Przygody z mostami i mgłą

26 października, sobota

Rano w marinie Korsør zobaczyliśmy, że piękna Lady Melina stoi obok jakiegoś ciekawego, ale mimo wszystko – szkaradztwa.

443 Korsor 443 dwie drogi

Mieliśmy plan płynąć przez wąziutką cieśninę Guldborgsund z dwoma zwodzonymi mostami w Guldborg i Nykøbing. Niestety wypłynęliśmy dopiero o 11-tej i najprawdopodobniej nie zdążylibyśmy na ostatnie otwarcie mostu o godz. 18 i stalibyśmy na kotwicy. Musieliśmy zweryfikować swoje plany i popłynęliśmy przez Storstrøm, inną cieśninę też z dwoma mostami, ale zwykłymi.

Terkotanie silnika na gładziutkiej wodzie złagodził nam przepiękny zachód słońca

443 trójkolorowy zachód

Pierwszy most był już na wyciągnięcie ręki, gdy nagle opadła na nas bardzo gęsta mgła.

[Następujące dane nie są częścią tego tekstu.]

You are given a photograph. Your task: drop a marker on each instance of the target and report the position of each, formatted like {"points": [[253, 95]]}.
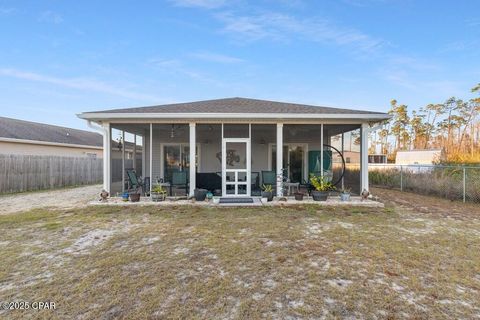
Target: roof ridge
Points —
{"points": [[49, 125]]}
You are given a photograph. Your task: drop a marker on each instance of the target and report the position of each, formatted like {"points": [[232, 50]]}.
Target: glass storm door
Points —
{"points": [[236, 167]]}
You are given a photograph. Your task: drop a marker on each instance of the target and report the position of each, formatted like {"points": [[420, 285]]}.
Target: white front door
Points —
{"points": [[236, 163]]}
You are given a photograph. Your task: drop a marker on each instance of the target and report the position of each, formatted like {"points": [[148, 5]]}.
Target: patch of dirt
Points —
{"points": [[88, 240], [62, 199]]}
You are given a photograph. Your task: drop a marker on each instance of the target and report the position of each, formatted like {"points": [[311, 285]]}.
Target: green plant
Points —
{"points": [[267, 188], [320, 183], [159, 189]]}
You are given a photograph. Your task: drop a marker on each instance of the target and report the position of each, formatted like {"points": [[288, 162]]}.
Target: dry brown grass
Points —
{"points": [[204, 263]]}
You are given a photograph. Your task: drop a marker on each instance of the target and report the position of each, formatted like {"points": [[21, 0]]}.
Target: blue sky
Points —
{"points": [[59, 58]]}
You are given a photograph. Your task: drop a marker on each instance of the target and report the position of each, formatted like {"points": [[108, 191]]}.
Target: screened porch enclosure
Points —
{"points": [[234, 159]]}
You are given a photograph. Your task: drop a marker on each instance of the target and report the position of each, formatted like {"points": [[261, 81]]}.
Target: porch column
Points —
{"points": [[134, 164], [150, 144], [106, 156], [364, 157], [343, 151], [321, 150], [192, 158], [124, 146], [144, 163], [279, 159]]}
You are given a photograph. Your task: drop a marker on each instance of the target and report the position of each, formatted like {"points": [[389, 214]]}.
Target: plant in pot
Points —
{"points": [[158, 193], [345, 194], [298, 196], [125, 196], [322, 188], [267, 192], [135, 195], [200, 194]]}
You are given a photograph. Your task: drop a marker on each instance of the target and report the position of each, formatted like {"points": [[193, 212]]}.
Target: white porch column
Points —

Trzy osoby na pokładzie wypatrywały niebezpieczeństw. Na  AIS-ie widać było jakiś nieruchomy statek pół mili przed mostem. Na ekranie radaru tuż przed nami zobaczyłem dziwne dwie grube kreski w poprzek naszego kursu, gdy nagły okrzyk Andrzeja „Co to za światła!???” wyrwały mnie z nawigacyjnej. Tuż, tuż przed nami pojawiła się jakaś wielka konstrukcja. Był to całkiem nowy most w budowie. Przed tym, który mieliśmy na mapach…

443 we mgle 443 mgła i światła

Zdjęcia są już z przepływania pod tym niby pierwszym, który okazał się drugim… Pod trzecim, który miał być drugim przepływaliśmy już powolutku w ciemnych ciemnościach w białej białości gęstej mgły. W najbliższym porcie Stubbekøbing wpłynęliśmy nie do wąskiej i dość płytkiej mariny, a jak duże statki do oświetlonego basenu głównego. Uff…

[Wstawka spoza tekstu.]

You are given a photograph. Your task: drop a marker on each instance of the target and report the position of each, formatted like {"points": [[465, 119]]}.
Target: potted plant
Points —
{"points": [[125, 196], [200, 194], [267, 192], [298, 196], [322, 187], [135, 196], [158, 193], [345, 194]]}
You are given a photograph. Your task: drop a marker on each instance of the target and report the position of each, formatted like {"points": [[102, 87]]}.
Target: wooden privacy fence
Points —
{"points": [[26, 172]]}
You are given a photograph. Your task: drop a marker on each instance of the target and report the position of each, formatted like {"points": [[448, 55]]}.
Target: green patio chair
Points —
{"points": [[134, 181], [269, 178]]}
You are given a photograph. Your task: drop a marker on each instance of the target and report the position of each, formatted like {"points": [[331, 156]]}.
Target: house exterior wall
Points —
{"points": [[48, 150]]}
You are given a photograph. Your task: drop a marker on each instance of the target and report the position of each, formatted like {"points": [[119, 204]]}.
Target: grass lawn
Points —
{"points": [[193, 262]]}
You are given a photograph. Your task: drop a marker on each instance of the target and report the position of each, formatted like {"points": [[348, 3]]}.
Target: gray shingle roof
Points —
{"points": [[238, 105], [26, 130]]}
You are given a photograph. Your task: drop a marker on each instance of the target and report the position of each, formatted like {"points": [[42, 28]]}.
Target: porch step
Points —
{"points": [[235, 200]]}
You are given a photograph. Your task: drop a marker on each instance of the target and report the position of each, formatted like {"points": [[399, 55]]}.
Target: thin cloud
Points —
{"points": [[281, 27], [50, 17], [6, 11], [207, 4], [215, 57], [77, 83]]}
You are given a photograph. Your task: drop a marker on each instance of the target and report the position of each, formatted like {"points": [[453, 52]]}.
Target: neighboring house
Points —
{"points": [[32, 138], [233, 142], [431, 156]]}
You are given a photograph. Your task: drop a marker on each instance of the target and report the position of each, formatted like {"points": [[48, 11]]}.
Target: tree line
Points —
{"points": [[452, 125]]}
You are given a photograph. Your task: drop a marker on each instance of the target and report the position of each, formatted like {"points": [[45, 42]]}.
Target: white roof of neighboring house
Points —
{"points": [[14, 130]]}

Wnioski? Trzeba mieć zawsze jak najbardziej aktualne mapy!!!

Wielki Bełt

25 października, piątek

Po wyjściu z Kolby Kås postawiliśmy nawet grota. Cóż z tego, skoro wiało dokładnie z tego kierunku, w który był wycelowany dziób. Wytrwaliśmy tak aż do wieczora, kiedy to przeszliśmy pod mostem Storebæltsbroen. Jest on najdłuższym mostem wiszącym w Europie.

443 czerwona nawigacyjna 443 most 443 Belt mapa mostu 443 Belt most i statek

Na noc osiedliśmy w marinie Korsør.

Z Aarhus do Kolby Kås

24 października, czwartek

Z Wrocławia samolotem i autobusem w cztery i pół godziny dotarliśmy na Lady Melinę stojącą Aarhus.

443 Aarhus pokrywa 443 Aarhus dzien dobry

Na jachcie zastaliśmy napis, żebyśmy o czymś przypadkiem nie zapomnieli. Nie zapomnielibyśmy, ale…

443 Aarhus proszę zapłacić 443 Aarhus zapłacone

Zrobiliśmy szybkie zakupy i spod piramid ruszyliśmy co koń wyskoczy na południe.

443 Aarhus piramida

Szkoda tylko, że właśnie akurat stamtąd wiało, wprawdzie niezbyt mocno, ale nie dało nam szansy się rozwinąć.

Po sześciu godzinach stanęliśmy gdzieś po drodze w małej marinie Kolby Kås.

Etap 443: Aarhus-Stralsund(?)

20 października, niedziela

To już pewne, startujemy w czwartek 24 października. Mamy już kupione bilety na lot z Wrocławia do Billund (0550-0720), a potem autobusem 912X prościutko do Aarhus.

Na razie jest nas czterech: Andrzej Szlezak, Jacek Optołowicz, Romek Kuciński i ja. Jak ktoś z Was ma ochotę na jesienną „przepływkę”, serdecznie zapraszamy!